Polo-like kinase 1 expression is a prognostic factor in human colon cancer.

作者信息

Weichert Wilko, Kristiansen Glen, Schmidt Mathias, Gekeler Volker, Noske Aurelia, Niesporek Silvia, Dietel Manfred, Denkert Carsten

机构信息

Institute of Pathology, Charite University Hospital, Schumannstrabe 20/21, Berlin 10117, Germany.

出版信息

World J Gastroenterol. 2005 Sep 28;11(36):5644-50. doi: 10.3748/wjg.v11.i36.5644.

Abstract

AIM

To clarify the expression patterns and prognostic implications of the mitotic regulator Polo-like kinase 1 (PLK1) in colon cancer.

METHODS

Expression of PLK1 was investigated by immunohistochemistry (158 cases) and immunoblotting in tissue of colon adenomas and adenocarcinomas.

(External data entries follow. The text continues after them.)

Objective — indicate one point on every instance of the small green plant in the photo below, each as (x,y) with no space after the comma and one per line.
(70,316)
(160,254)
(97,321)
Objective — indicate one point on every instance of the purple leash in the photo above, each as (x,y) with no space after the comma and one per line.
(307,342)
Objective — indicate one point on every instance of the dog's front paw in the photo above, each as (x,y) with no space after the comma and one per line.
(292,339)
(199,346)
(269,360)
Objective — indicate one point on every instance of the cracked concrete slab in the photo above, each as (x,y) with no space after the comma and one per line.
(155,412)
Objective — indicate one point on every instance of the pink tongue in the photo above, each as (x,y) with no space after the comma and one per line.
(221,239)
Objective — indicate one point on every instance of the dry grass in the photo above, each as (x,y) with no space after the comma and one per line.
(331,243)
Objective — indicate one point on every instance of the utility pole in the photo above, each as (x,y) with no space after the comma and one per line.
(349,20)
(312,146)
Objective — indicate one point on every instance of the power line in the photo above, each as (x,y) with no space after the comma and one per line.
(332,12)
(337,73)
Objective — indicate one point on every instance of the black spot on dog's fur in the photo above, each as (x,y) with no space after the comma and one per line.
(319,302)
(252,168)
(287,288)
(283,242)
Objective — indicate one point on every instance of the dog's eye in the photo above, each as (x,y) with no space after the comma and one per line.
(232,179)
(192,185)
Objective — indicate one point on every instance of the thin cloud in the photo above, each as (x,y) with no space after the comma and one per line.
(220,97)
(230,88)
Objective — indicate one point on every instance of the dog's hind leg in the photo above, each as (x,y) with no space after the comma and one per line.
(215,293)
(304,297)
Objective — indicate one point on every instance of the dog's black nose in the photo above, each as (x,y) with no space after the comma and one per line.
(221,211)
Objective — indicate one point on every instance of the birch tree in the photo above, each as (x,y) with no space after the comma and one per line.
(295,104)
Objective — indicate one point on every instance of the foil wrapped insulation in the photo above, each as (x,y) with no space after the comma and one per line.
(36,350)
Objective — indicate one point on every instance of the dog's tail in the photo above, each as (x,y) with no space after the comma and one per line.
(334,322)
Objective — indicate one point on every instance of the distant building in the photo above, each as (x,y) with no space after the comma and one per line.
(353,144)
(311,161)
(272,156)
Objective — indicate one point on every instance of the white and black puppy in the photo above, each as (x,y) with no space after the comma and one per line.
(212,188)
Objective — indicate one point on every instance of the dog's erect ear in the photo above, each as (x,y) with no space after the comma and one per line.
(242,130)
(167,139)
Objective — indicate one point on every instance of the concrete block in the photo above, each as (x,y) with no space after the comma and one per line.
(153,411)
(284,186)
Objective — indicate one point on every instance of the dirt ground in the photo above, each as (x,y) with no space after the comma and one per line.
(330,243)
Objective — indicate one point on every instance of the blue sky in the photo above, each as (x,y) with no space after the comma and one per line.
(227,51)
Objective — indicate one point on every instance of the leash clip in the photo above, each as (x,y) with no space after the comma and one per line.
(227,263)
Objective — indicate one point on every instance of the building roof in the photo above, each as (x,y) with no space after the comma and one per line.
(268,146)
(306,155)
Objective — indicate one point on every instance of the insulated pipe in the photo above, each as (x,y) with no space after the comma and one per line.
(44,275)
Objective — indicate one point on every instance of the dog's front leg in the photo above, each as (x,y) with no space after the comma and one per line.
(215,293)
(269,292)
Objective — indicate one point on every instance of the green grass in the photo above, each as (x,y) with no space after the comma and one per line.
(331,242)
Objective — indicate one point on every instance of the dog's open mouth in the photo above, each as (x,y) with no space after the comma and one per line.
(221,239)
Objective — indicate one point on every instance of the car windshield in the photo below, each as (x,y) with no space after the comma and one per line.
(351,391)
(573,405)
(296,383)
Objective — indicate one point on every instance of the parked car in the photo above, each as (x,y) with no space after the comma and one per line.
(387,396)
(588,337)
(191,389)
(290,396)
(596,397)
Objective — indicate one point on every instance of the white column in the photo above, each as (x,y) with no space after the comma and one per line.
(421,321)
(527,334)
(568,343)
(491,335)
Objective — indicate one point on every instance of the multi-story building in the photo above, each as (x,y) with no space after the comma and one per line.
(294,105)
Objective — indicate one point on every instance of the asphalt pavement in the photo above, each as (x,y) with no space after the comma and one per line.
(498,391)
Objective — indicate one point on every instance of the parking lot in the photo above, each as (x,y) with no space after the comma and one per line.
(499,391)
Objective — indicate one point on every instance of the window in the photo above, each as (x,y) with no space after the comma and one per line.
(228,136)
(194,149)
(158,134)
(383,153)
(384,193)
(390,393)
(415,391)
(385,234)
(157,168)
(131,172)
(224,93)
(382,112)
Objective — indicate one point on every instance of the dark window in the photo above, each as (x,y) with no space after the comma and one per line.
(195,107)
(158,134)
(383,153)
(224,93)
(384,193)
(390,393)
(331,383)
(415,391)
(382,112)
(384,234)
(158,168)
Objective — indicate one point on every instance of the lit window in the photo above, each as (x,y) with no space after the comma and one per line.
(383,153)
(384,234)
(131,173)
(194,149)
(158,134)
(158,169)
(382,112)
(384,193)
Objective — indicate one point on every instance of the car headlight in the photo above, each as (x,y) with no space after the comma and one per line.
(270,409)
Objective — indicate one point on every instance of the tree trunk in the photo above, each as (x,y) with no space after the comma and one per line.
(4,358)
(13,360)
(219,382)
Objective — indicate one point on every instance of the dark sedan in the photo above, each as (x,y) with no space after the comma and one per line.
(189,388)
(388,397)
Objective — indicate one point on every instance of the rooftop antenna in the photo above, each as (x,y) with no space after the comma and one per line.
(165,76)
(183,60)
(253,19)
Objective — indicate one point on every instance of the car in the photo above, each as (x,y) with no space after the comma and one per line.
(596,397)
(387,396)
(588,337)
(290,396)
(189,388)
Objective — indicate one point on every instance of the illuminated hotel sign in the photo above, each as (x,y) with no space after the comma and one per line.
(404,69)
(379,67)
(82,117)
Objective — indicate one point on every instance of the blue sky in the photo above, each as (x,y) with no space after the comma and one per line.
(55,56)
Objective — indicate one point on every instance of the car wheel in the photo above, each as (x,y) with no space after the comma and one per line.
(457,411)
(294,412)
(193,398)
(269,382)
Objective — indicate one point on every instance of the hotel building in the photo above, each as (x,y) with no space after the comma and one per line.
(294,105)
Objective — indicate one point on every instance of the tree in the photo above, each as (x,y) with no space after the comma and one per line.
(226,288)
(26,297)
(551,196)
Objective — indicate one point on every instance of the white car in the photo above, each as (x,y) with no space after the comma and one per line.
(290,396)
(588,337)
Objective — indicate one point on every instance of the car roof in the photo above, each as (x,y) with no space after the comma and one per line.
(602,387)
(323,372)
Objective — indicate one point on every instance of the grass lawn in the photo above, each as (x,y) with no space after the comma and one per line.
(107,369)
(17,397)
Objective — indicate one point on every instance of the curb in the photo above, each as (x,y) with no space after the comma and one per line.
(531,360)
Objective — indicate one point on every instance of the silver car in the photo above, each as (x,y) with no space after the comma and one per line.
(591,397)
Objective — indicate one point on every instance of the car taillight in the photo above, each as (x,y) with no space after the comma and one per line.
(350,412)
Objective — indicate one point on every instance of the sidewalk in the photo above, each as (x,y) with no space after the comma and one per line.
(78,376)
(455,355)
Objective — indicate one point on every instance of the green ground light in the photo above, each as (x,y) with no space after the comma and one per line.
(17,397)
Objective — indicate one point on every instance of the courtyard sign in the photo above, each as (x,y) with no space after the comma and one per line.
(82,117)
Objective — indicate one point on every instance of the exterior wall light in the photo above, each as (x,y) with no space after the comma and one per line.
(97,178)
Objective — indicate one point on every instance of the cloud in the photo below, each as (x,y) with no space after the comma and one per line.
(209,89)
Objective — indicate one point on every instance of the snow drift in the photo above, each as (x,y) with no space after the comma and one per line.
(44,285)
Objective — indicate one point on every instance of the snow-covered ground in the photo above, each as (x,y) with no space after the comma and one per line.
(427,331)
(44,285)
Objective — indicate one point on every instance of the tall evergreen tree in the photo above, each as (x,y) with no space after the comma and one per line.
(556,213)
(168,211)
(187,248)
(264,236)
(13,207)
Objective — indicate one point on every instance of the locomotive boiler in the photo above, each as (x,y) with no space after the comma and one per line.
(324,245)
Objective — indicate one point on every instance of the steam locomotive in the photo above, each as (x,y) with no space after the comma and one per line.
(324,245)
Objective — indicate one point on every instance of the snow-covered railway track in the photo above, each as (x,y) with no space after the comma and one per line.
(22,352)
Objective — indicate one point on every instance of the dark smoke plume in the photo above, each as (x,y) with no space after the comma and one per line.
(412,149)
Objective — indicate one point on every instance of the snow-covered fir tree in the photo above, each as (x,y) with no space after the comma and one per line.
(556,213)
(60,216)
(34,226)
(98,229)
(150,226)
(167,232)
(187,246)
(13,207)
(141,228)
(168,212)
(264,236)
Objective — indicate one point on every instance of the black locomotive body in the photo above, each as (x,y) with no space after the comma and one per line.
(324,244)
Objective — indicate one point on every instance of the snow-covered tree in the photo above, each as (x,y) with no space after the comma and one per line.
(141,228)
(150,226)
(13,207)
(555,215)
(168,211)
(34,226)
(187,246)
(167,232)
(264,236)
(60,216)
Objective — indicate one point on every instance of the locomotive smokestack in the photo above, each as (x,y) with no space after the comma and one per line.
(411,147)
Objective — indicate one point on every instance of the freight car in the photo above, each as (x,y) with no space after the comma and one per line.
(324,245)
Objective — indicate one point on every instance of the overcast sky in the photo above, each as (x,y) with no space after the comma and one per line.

PLK1 expression patterns were correlated with clinicopathological parameters and patient prognosis. In addition, expression of PLK1 was evaluated by immunoblot and PCR in colon carcinoma cell lines, and coexpression of PLK1 with the proliferation marker Ki-67 was investigated.

RESULTS

Weak PLK1 expression was observed in normal colon mucosa and adenomas. In contrast, 66.7% of carcinomas showed strong expression of PLK1. Overexpression of PLK1 correlated positively with Dukes stage (P<0.001), tumor stage (P = 0.001) and nodal status (P<0.05). Additionally, PLK1 expression was a prognostic marker in univariate survival analysis (P<0.01) and had independent prognostic significance (RR = 3.3, P = 0.02) in patients with locoregional disease. Expression of PLK1 mRNA and protein was detected in all cell lines investigated. Coexpression of PLK1 and Ki-67 was observed in the majority of colon cancer cells, but a considerable proportion of cells showed PLK1 positivity without Ki-67 expression.

CONCLUSION

PLK1 is a new prognostic marker for colon carcinoma patients and may be involved in tumorigenesis and progression of colon cancer. Strategies focusing on PLK1 inhibition in vivo might therefore represent a promising new therapeutic approach for this tumor entity.

摘要

目的

阐明有丝分裂调节因子Polo样激酶1(PLK1)在结肠癌中的表达模式及其预后意义。

方法

采用免疫组织化学法(158例)和免疫印迹法研究PLK1在结肠腺瘤和腺癌组织中的表达。将PLK1表达模式与临床病理参数及患者预后相关联。此外,通过免疫印迹和PCR评估PLK1在结肠癌细胞系中的表达,并研究PLK1与增殖标志物Ki-67的共表达情况。

结果

在正常结肠黏膜和腺瘤中观察到PLK1表达较弱。相比之下,66.7%的癌组织显示PLK1强表达。PLK1的过表达与Dukes分期(P<0.001)、肿瘤分期(P = 0.001)和淋巴结状态(P<0.05)呈正相关。此外,在单因素生存分析中,PLK1表达是一个预后标志物(P<0.01),并且在局部病变患者中具有独立的预后意义(RR = 3.3,P = 0.02)。在所研究的所有细胞系中均检测到PLK1 mRNA和蛋白的表达。在大多数结肠癌细胞中观察到PLK1和Ki-67的共表达,但相当一部分细胞显示PLK1阳性而无Ki-67表达。

结论

PLK1是结肠癌患者的一种新的预后标志物,可能参与结肠癌的发生和发展。因此,针对体内PLK1抑制的策略可能代表了针对这种肿瘤实体的一种有前景的新治疗方法。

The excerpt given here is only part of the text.